Le texte lui-même, sans atteindre (et de loin) les hauteurs où planait André Malraux, un jour de décembre 1964, était tout à fait convenable. Çà et là, on voyait bien que les auteurs avaient lu l’homélie magnifique de celui qui fut un écrivain et un combattant, et les renvois ou les emprunts à ses grandes envolées en témoignaient assez. L’interprète principal n’était pas, lui, à la hauteur de la circonstance qu’il avait créée. On a pu constater, une fois de plus, que l’homme à la cravate de travers (ce qui est moins inquiétant, convenons-en, qu’un couteau entre les dents) n’est pas franchement à l’aise avec les grands mots dans lesquels il essaie tant bien que mal de se draper – « Résistance », « République » -, et que probablement en raison d’une allergie du reste assez répandue, il est incapable de prononcer le mot « patrie ».

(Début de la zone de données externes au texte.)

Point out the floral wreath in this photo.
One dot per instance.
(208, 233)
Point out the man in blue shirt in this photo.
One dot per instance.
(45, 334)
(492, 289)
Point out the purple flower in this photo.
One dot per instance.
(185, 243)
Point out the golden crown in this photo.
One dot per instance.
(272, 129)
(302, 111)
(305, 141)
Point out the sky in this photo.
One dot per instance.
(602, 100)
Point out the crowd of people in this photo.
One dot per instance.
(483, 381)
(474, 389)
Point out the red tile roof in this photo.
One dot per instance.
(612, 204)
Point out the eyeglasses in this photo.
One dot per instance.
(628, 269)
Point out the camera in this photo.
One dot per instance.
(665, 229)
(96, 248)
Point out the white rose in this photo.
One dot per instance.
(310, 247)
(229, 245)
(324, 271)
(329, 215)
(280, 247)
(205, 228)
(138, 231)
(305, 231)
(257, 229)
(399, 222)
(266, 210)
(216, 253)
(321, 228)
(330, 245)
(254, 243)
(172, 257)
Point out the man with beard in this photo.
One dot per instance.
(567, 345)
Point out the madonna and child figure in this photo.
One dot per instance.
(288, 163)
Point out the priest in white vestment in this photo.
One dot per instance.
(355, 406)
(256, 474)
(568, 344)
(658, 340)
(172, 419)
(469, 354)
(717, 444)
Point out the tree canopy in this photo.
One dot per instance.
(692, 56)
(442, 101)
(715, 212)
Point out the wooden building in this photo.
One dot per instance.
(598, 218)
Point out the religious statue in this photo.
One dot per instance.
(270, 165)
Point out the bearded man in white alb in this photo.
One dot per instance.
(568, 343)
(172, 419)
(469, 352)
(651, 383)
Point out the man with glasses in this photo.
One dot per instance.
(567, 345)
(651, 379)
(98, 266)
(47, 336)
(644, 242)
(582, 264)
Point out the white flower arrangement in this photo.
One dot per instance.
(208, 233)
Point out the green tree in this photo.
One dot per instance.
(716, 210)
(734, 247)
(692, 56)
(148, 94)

Il n’était pas non plus indispensable, bien qu’il ait cru devoir le faire, de chausser de gros sabots pour truffer son oraison d’allusions à l’actualité et d’enrôler, par exemple, Jean Zay dans les rangs des partisans de la réforme du collège. Il est ridicule de prétendre introduire la parité sous les voûtes du Panthéon. Ce n’est pas en fonction du sexe, du genre ou de je ne sais quelles autres particularités génétiques que l’on a droit à l’hommage de la patrie reconnaissante. La place réduite que la société a trop longtemps faite aux femmes explique seule qu’elles soient moins présentes que les mâles dans la mémoire collective. La société ne sera devenue adulte que le jour où il n’y aura pas besoins de quotas pour distinguer et honorer le mérite, qu’il soit masculin ou féminin. Nous n’en sommes pas là, mais le remède ne consiste pas à introduire jusque dans nos livres d’histoire et sur nos places publiques, en manière de réparation, la discrimination positive.

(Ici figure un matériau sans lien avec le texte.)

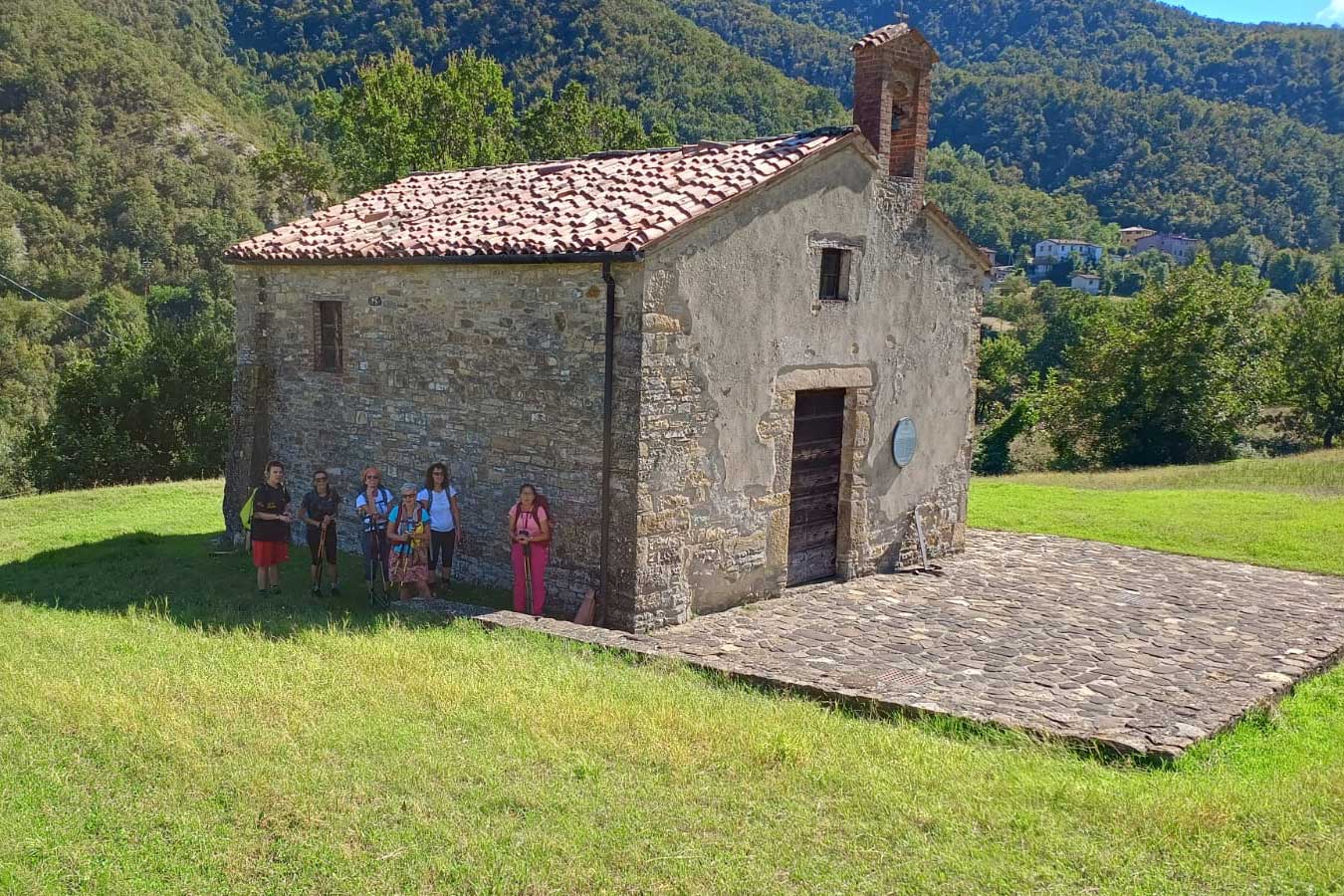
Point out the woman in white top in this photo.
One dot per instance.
(445, 527)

Il y a plus grave. Journaux, radios et télévision ont affirmé que la cérémonie d’hier avait fait entrer la Résistance au Panthéon. Cette affirmation, deux fois audacieuse, et deux fois erronée, me plonge dans la perplexité. La Résistance, il me semblait pourtant qu’elle était déjà présente, et avec quelle grandeur symbolique, sous les voûtes de Soufflot depuis qu’un certain Jean Moulin qui fut son chef historique, jusqu’à la mort, y fit son entrée, symboliquement. C’était il y a cinquante ans.
Si François Hollande, avait le sens de l’Histoire et de la France, il n’aurait pas borné son choix aux quatre personnalités qu’il a sélectionnées en fonction de critères idéologiques étroits : un socialiste, une intellectuelle de gauche, une gaulliste, mais « sociale », un radical de gauche. C’est jouer petit bras, c’est se cantonner dans l’historiquement correct. Si la Résistance eut un sens, si elle fut et demeure un moment du roman national et de l’unité française, c’est dans la mesure où elle groupa et réunit, dans des circonstances tragiques, dans des circonstances exceptionnelles au-delà et en dehors des clivages partisans, celui qui croyait au Ciel, celui qui n’y croyait pas, et pas seulement les membres de la future majorité plurielle, mais le gaulliste, le communiste, le trotskiste, le maurrassien, le nationaliste et l’immigré. Comme la Révolution selon Clemenceau, la Résistance fut un bloc et ce ne sont que de mesquines considérations politiciennes qui ont exclu des célébrations d’hier ou d’avant-hier Gabriel Péri et Honoré d’Estienne d’Orves, le colonel Fabien et le colonel Rémy, le père Bruckberger et Jacques Decour.
Seulement, pour comprendre et oser cela, il faudrait une dimension qui manque cruellement à l’actuel chef de l’État : la grandeur.
Alors, si la France était autre chose qu’un mot dans un discours, si elle s’incarnait, si elle parlait, elle lui dirait simplement, sans méchanceté mais sans indulgence : « Sors d’ici, François Hollande, t’es bien trop petit, mon ami. » Dame, oui.